Author: Rob Sanderson <azaroth@liverpool.ac.uk>
1. Structure
2. serverInfo
3. databaseInfo
4. metaInfo
5. indexInfo
5.1. index
5.2. indexInfo for Z39.50
5.3. indexInfo for SRW
6. recordInfo
7. schemaInfo
8. configInfo
The ZeeRex DTD has a very simple structure. The main tag, explain, has six sections within it, only the first of which is required. The sections are:
The following describes each of the above divisions in turn, but first there are two attributes on the explain tag that bear discussion.
The authoritative attribute contains either true or false, defaulting to false if not present, and describes whether or not the record should be treated as the final authority on the described database. This may only be set to true if the following conditions are met:
The second attribute, id, is to allow for a unique identifier to be assigned to the record. This identifier may then be used for retrieval purposes. The identifier may be modified on aggregation from one server to another.
The serverInfo element contains the information necessary to start a connection to the described server. It has four attributes and four possible subelements, host, port, database, and authentication.
The protocol attribute on serverInfo is used to record the protocol that should be used to connect to the server. The default value is "Z39.50", but "SRW", "SRU" and "SRW/U" are also possible values. "SRW/U" means that both versions of the web service are available at the same URL endpoint. The version attribute may be used to further specify the highest version of the protocol supported. The transport attribute allows the file to record the protocol used for transporting SRW or SRU messages. Normally this will be http, the default, but may be changed to allow https or different protocols. Finally, the wsdl element can be included to specify the URL to a wsdl file which describes the server.

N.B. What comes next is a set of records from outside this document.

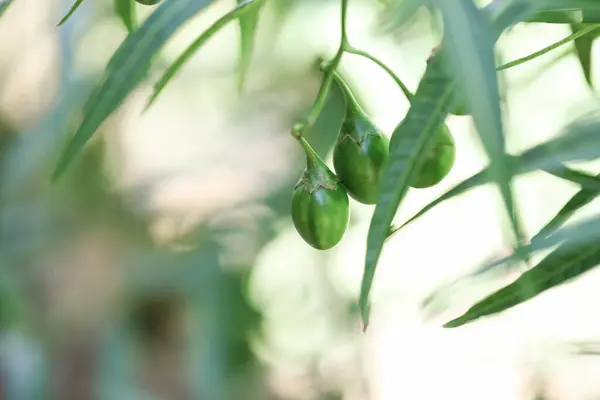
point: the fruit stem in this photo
(311, 156)
(407, 93)
(350, 99)
(327, 69)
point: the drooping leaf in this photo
(578, 201)
(567, 262)
(578, 143)
(126, 11)
(126, 69)
(411, 139)
(583, 47)
(238, 11)
(584, 180)
(70, 12)
(248, 22)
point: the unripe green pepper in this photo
(361, 152)
(438, 162)
(148, 2)
(320, 206)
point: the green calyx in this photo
(438, 162)
(320, 206)
(361, 152)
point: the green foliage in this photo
(126, 69)
(460, 77)
(126, 11)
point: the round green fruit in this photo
(438, 162)
(320, 206)
(360, 156)
(321, 217)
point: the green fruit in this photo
(148, 2)
(359, 157)
(361, 152)
(320, 206)
(438, 162)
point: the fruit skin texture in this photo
(320, 206)
(148, 2)
(438, 162)
(360, 156)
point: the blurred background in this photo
(165, 265)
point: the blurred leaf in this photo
(469, 45)
(397, 15)
(582, 179)
(4, 5)
(411, 139)
(126, 11)
(71, 11)
(248, 22)
(126, 69)
(568, 261)
(238, 11)
(578, 201)
(583, 46)
(579, 142)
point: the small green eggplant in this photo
(361, 151)
(320, 206)
(438, 162)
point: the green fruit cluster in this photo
(320, 206)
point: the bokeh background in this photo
(165, 264)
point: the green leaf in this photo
(578, 201)
(583, 47)
(248, 22)
(127, 68)
(126, 11)
(584, 180)
(237, 12)
(579, 142)
(469, 45)
(411, 139)
(568, 261)
(71, 11)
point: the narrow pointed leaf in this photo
(411, 139)
(583, 47)
(127, 68)
(582, 179)
(238, 11)
(578, 201)
(469, 43)
(70, 12)
(248, 23)
(578, 143)
(565, 263)
(126, 11)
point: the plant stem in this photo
(548, 49)
(353, 50)
(347, 92)
(299, 129)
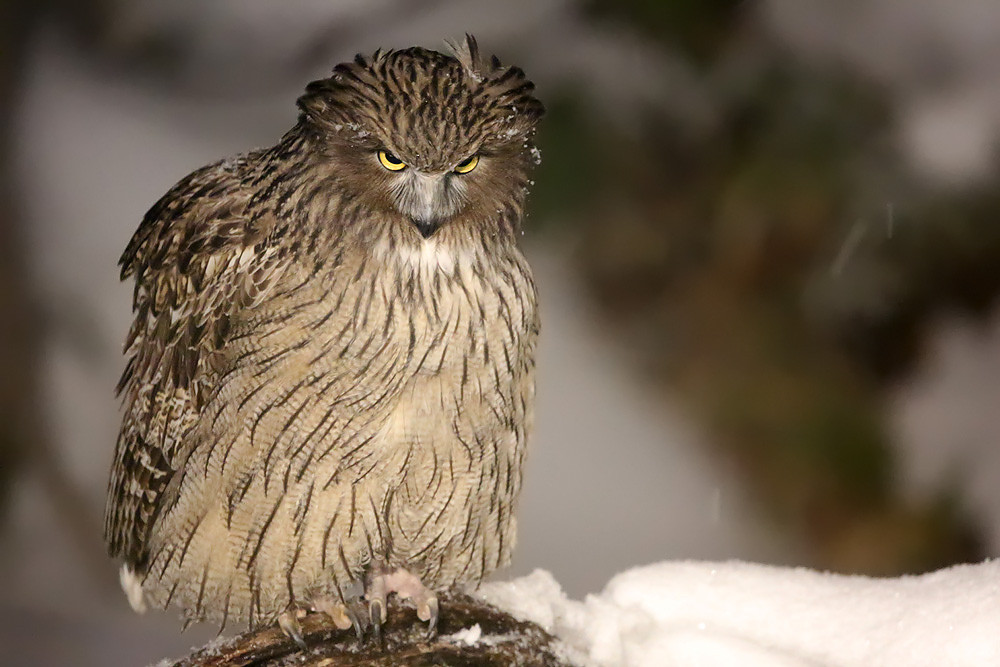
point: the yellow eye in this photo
(390, 161)
(468, 165)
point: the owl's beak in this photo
(427, 200)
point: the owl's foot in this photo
(288, 621)
(342, 616)
(406, 586)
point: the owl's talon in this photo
(289, 624)
(376, 609)
(430, 611)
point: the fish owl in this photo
(329, 377)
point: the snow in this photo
(688, 613)
(466, 636)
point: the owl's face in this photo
(427, 138)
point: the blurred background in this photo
(765, 235)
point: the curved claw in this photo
(289, 624)
(430, 611)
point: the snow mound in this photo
(680, 614)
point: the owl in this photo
(329, 377)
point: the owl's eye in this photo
(390, 161)
(465, 166)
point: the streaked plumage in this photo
(330, 373)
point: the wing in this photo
(198, 256)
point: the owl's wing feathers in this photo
(198, 256)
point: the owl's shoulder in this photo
(205, 213)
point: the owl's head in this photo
(429, 138)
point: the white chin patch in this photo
(132, 586)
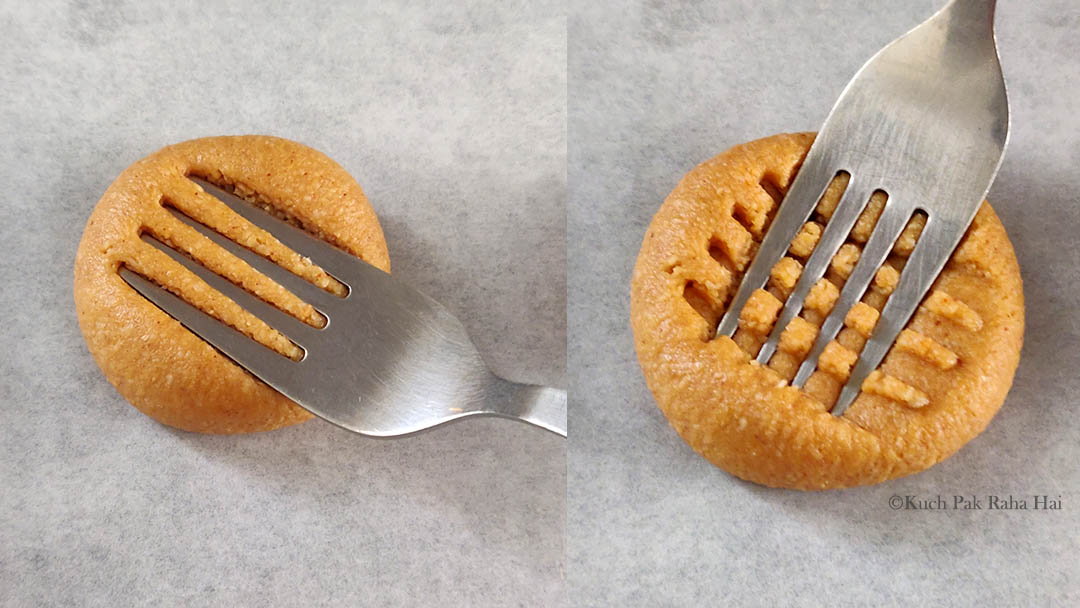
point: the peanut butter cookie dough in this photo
(941, 383)
(159, 366)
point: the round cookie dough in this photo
(163, 369)
(932, 394)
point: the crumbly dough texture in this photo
(163, 369)
(937, 388)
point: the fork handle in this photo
(541, 406)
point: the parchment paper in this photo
(657, 88)
(451, 118)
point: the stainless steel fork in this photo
(390, 361)
(927, 121)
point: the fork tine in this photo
(257, 359)
(332, 259)
(886, 231)
(806, 190)
(919, 273)
(847, 213)
(292, 327)
(299, 286)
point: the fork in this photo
(926, 121)
(390, 361)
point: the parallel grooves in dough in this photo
(159, 366)
(742, 417)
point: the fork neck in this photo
(542, 406)
(972, 10)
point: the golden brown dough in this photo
(934, 392)
(163, 369)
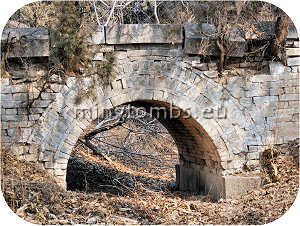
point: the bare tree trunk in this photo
(155, 12)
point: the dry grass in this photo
(35, 197)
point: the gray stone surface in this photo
(201, 39)
(143, 33)
(98, 37)
(27, 42)
(160, 73)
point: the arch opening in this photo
(184, 153)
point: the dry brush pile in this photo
(122, 193)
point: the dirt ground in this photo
(138, 197)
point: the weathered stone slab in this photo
(144, 33)
(292, 33)
(293, 51)
(295, 61)
(261, 31)
(266, 30)
(98, 37)
(26, 42)
(201, 39)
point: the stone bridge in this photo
(253, 105)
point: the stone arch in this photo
(210, 149)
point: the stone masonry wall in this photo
(261, 98)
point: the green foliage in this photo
(71, 33)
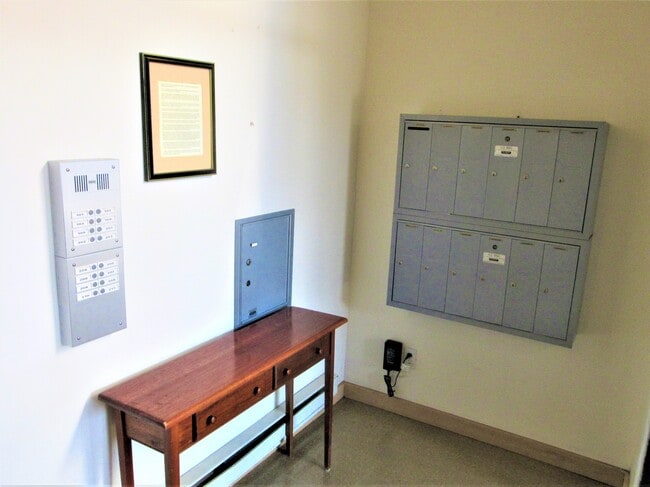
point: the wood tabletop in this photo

The host element contains the address of the server which hosts the record. This address should be in a name which will resolve to the correct IP address. Only if the server does not have a symbolic name should the numeric IP address be given.
The port on the server to connect to should be given in the port element, in numeric form.
The database element should contain the name of the Z39.50 database which the record describes. For other protocols such as SRW and SRU, this element may be used to contain the remainder of the URL to the server without any preceeding '/' character.
The database element may also have two attributes describing the number of records in the database, numRecs, and the time that the database was last updated in lastUpdate. As with all dates in the ZeeRex record, this should be given in the ISO 8601 format (YYYY-MM-DD hh-mm-ss).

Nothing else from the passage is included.